Mr. Chu has made some headway with professors, but on his terms. He makes a point of meeting with professors on campus visits, and has invited faculty leaders to regents' meetings -- a personal invitation the leaders say has never been extended before. When Mr. Chu took office in January, however, he refused to meet with the Chancellor's Advisory Committee, a group of faculty representatives from Ohio's colleges. Mr. Chu says such a meeting would have been "an insult" to other professors because some committee members had not been elected by their peers.
"At first I was surprised," says John W. Buttelwerth, a committee member and an instructor in engineering technology at Cincinnati State Technical and Community College. "But now I view it as a positive move. He now meets with elected faculty leaders, and those get-togethers are less ceremonial than with past chancellors. He seems to want to engage us in the decision-making process."
Opinions of Mr. Chu are also split among presidents, though the skeptics prefer to talk in private. "Some presidents would have preferred more-traditional leadership," says Les Cochran, president of Youngstown State University, who is a strong supporter of the chancellor. "Some think he's moving too fast and doesn't organize things as they would."
Such criticisms roll off Mr. Chu. He views his work here as a civic duty, not a way to earn a living. Single and independently wealthy from his days at Andersen, Mr. Chu acknowledges that he would have been "more than comfortable" staying at the company. He enjoyed his role behind the scenes, advising New York officials to adopt corporate accounting principles before many states had done so, and urging Russian leaders to crack down on tax cheats.
His plans began to change four years ago, when he gave the eulogy at the funeral of his father, a government chemist. "I realized that most of the people there were those he touched through his civic duties, like the Rotary Club," Mr. Chu recalls.
So the younger Chu decided to change careers, and chose education. In 1994, he made an unsuccessful bid to become New York's education commissioner. But as it happened, the firm that conducted the New York search also led the one for the chancellorship here.
Today, in his 36th-floor office here, Mr. Chu has reached a pinnacle of higher-education management that would ordinarily follow decades of work. Just as he has climbed quickly, he feels his goals as chancellor are too important to have open-ended deadlines. He'll give himself five years before he expects to see the results of his efforts. And to those who say the problems here are too great for a tight deadline, he answers with another Andersen aphorism:
"There are no problems, only opportunities."

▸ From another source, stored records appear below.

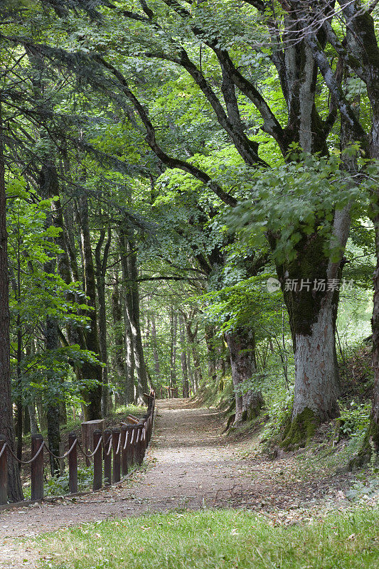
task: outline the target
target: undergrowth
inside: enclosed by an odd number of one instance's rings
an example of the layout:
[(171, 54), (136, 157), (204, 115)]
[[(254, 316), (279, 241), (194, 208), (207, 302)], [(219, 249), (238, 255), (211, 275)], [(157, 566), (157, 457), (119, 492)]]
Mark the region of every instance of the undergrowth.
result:
[(183, 511), (65, 528), (35, 543), (44, 569), (362, 569), (379, 563), (379, 512), (275, 527), (246, 511)]

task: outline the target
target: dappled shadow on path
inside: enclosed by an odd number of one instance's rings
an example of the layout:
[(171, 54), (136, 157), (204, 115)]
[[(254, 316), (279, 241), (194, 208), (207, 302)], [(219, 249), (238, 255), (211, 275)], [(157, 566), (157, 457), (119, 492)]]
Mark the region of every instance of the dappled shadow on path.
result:
[[(344, 499), (345, 477), (301, 476), (294, 457), (252, 457), (251, 438), (222, 435), (216, 410), (157, 401), (146, 468), (117, 488), (0, 514), (0, 543), (61, 526), (172, 509), (247, 508), (280, 519)], [(249, 447), (249, 445), (250, 445)], [(242, 458), (242, 452), (247, 458)], [(275, 518), (276, 516), (276, 518)], [(296, 516), (295, 516), (296, 517)], [(6, 566), (6, 565), (5, 565)]]

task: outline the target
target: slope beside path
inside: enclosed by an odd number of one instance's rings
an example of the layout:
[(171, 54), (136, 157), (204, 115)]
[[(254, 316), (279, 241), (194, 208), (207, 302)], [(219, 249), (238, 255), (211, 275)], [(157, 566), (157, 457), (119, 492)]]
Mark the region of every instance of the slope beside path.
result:
[(304, 519), (311, 506), (317, 509), (328, 501), (345, 501), (346, 477), (301, 479), (293, 458), (242, 458), (244, 449), (251, 449), (251, 439), (233, 441), (223, 435), (214, 409), (182, 399), (158, 400), (156, 409), (147, 467), (121, 486), (0, 512), (1, 568), (36, 566), (35, 552), (15, 538), (110, 516), (231, 506), (291, 523)]

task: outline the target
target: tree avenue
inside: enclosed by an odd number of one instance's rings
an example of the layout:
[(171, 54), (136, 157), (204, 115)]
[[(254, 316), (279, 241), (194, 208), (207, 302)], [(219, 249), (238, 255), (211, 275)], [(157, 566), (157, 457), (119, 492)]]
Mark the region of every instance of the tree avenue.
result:
[[(296, 449), (348, 420), (346, 353), (368, 342), (351, 465), (378, 452), (378, 10), (1, 3), (0, 430), (18, 458), (31, 428), (58, 454), (68, 414), (151, 388), (228, 428), (265, 416)], [(20, 476), (9, 458), (11, 501)]]

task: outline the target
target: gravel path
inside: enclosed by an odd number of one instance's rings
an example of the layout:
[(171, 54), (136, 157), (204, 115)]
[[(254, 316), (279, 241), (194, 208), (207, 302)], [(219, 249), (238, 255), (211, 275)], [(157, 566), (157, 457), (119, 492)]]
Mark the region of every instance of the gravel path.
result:
[[(341, 481), (294, 478), (291, 459), (244, 459), (246, 440), (221, 435), (215, 410), (181, 399), (157, 401), (147, 467), (121, 486), (85, 496), (0, 512), (0, 567), (36, 567), (38, 553), (15, 538), (62, 526), (176, 508), (248, 507), (280, 516), (284, 508), (314, 504), (328, 491), (338, 499)], [(345, 481), (346, 482), (346, 481)]]

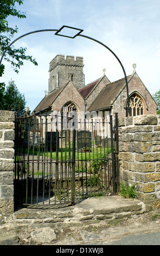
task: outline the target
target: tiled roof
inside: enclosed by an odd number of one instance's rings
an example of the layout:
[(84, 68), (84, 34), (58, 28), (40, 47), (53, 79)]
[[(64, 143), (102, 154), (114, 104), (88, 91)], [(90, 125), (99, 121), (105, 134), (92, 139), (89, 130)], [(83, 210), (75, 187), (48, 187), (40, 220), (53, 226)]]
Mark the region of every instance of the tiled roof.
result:
[(95, 85), (98, 83), (100, 78), (98, 79), (97, 80), (93, 82), (92, 83), (89, 83), (89, 84), (85, 86), (81, 89), (79, 90), (79, 92), (80, 93), (84, 99), (86, 99), (89, 93), (91, 93), (91, 90), (94, 88)]
[(39, 111), (44, 110), (47, 108), (51, 107), (51, 105), (54, 101), (56, 97), (58, 95), (61, 90), (63, 89), (63, 87), (61, 87), (58, 89), (56, 89), (52, 92), (46, 96), (36, 107), (34, 111), (36, 113)]
[[(128, 81), (131, 77), (131, 76), (127, 77)], [(110, 107), (125, 85), (125, 78), (106, 84), (88, 107), (87, 111), (93, 111)]]

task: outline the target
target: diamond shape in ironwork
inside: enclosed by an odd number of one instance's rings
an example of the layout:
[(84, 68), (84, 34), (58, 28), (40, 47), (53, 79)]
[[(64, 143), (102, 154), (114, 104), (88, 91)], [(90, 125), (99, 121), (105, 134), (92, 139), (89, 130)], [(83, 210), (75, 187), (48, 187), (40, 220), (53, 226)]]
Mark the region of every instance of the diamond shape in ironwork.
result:
[(63, 26), (55, 35), (65, 36), (66, 38), (75, 38), (83, 32), (83, 29), (69, 27), (68, 26)]

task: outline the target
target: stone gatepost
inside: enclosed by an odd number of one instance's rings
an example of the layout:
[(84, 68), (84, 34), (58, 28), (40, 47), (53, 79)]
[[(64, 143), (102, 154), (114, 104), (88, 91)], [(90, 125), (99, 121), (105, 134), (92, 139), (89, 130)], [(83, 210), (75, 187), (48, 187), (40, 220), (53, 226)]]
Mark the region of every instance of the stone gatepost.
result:
[(150, 208), (160, 200), (160, 115), (121, 118), (119, 126), (120, 180), (136, 183)]
[(0, 212), (14, 210), (15, 113), (0, 111)]

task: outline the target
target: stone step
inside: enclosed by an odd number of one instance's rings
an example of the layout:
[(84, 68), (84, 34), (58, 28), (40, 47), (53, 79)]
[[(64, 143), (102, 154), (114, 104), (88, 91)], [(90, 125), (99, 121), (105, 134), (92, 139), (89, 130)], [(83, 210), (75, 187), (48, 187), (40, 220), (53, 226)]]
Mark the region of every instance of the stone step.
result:
[(124, 199), (111, 196), (89, 198), (74, 206), (43, 210), (25, 208), (14, 212), (16, 222), (53, 226), (79, 226), (98, 223), (144, 212), (145, 205), (138, 200)]

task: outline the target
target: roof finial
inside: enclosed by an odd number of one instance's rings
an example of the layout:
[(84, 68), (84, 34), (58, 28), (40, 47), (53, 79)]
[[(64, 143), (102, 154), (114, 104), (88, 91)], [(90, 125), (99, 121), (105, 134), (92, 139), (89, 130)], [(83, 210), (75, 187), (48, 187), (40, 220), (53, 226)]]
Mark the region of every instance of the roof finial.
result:
[(105, 72), (106, 72), (106, 69), (104, 69), (103, 70), (103, 71), (104, 71), (104, 76), (105, 76)]
[(133, 64), (132, 67), (133, 67), (133, 69), (133, 69), (133, 73), (135, 73), (135, 72), (136, 72), (136, 66), (137, 66), (137, 65), (136, 65), (136, 64)]

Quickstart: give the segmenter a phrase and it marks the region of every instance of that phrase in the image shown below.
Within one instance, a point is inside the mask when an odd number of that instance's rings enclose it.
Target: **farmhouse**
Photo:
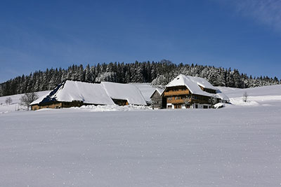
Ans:
[[[146,105],[140,91],[133,85],[101,82],[107,95],[118,105]]]
[[[214,102],[228,102],[228,97],[203,78],[178,75],[161,96],[167,109],[209,109]]]
[[[32,110],[82,105],[146,105],[139,90],[132,85],[65,81],[47,95],[31,103]]]

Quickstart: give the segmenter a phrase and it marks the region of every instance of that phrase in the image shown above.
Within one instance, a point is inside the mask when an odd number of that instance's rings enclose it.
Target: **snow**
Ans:
[[[129,104],[146,105],[140,91],[132,84],[102,82],[101,85],[112,99],[127,100]]]
[[[178,85],[185,85],[192,94],[204,95],[208,97],[215,96],[225,101],[229,101],[229,98],[225,94],[218,90],[216,87],[213,86],[206,79],[200,77],[195,77],[180,74],[172,80],[166,87],[174,87]],[[217,94],[211,94],[203,91],[200,87],[204,88],[211,89],[217,91]]]
[[[0,113],[0,186],[280,186],[280,89],[220,109]]]
[[[51,91],[47,90],[47,91],[42,91],[42,92],[37,92],[37,94],[38,95],[38,97],[41,97],[42,96],[44,96],[47,94],[48,94]],[[20,106],[20,97],[23,95],[24,94],[18,94],[18,95],[9,95],[9,96],[5,96],[5,97],[0,97],[0,114],[2,113],[8,113],[11,111],[14,111],[15,110],[22,110],[22,109],[26,109],[25,106]],[[10,105],[6,105],[5,100],[8,98],[11,97],[13,100],[11,104]]]
[[[157,89],[159,91],[163,92],[164,87],[163,86],[155,86],[151,85],[150,83],[131,83],[132,85],[136,86],[138,90],[140,90],[140,92],[143,95],[145,101],[150,102],[151,101],[150,97],[155,91],[155,89]]]

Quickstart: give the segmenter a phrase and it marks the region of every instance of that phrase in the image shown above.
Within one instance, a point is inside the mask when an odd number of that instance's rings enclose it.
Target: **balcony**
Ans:
[[[189,99],[188,102],[190,102],[191,99]],[[172,104],[179,104],[179,103],[185,103],[186,102],[186,99],[175,99],[174,97],[172,97],[171,100],[167,99],[167,103],[172,103]]]
[[[188,90],[177,90],[177,91],[170,90],[169,92],[164,92],[164,96],[181,95],[188,95],[188,94],[189,94]]]

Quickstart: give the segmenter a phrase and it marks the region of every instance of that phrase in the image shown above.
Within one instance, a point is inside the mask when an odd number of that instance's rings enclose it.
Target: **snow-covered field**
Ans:
[[[233,104],[0,106],[0,186],[281,186],[281,85],[219,89]]]

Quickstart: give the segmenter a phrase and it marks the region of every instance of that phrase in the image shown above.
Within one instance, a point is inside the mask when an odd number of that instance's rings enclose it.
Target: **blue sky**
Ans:
[[[162,59],[281,78],[281,1],[1,1],[0,82]]]

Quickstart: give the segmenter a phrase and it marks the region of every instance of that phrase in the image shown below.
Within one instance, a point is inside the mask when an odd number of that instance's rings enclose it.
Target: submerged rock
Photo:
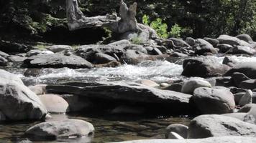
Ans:
[[[186,59],[183,64],[182,75],[186,77],[211,77],[221,75],[230,67],[220,64],[210,56],[199,56]]]
[[[224,136],[256,137],[256,125],[216,114],[197,117],[189,124],[188,138],[191,139]]]
[[[93,137],[94,127],[86,121],[67,119],[36,124],[28,129],[24,134],[29,138],[37,141],[66,141],[70,138],[81,138],[83,142],[88,143]]]
[[[75,55],[61,54],[33,56],[24,61],[23,66],[29,68],[92,68],[93,65],[86,59]]]
[[[16,75],[0,70],[0,111],[6,120],[43,119],[47,110],[38,97]]]
[[[125,141],[119,143],[241,143],[241,142],[255,143],[256,138],[243,137],[238,135],[237,137],[216,137],[198,139],[142,139]]]
[[[234,96],[226,89],[197,88],[190,103],[201,114],[231,113],[235,108]]]
[[[191,95],[161,90],[140,84],[124,82],[65,83],[47,87],[50,93],[84,96],[111,104],[136,104],[147,107],[147,112],[183,114],[189,112]],[[154,106],[152,106],[154,105]]]

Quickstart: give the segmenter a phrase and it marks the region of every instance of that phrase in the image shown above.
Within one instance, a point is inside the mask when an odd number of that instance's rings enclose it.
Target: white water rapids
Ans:
[[[256,57],[229,56],[237,62],[255,61]],[[224,57],[212,56],[222,63]],[[170,82],[182,79],[182,65],[170,63],[168,61],[147,61],[137,65],[124,64],[119,67],[79,69],[68,68],[44,69],[36,77],[25,77],[24,71],[13,72],[18,74],[26,84],[55,84],[68,81],[117,81],[124,80],[138,82],[141,79],[150,79],[158,83]]]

EDUCATION: B.S. in mathematics and physics, University of Michigan at Ann Arbor, 1969; M.B.A., Cornell University, 1971.
PROFESSIONAL CAREER: Staff positions at Arthur Andersen and Company, 1971-83; New York State Commissioner of Taxation and Finance, 1983-88; Partner, Andersen Consulting, 1988-90; Worldwide Managing Partner/Government Practice, Andersen Consulting, 1990-97.
ACADEMIC CAREER: State University of New York Board of Trustees, 1990-97; served on several advisory councils at Cornell University, including one for its Johnson Graduate School of Management.
PERSONAL: Single. Hobbies include photography and alpine skiing. He most recently read Dava Sobel's Longitude (Walker, 1995), the story of the man who discovered how to determine longitude.
OFTEN QUOTED AS SAYING: "I am impatient with a group of people sitting in a room, admiring a problem."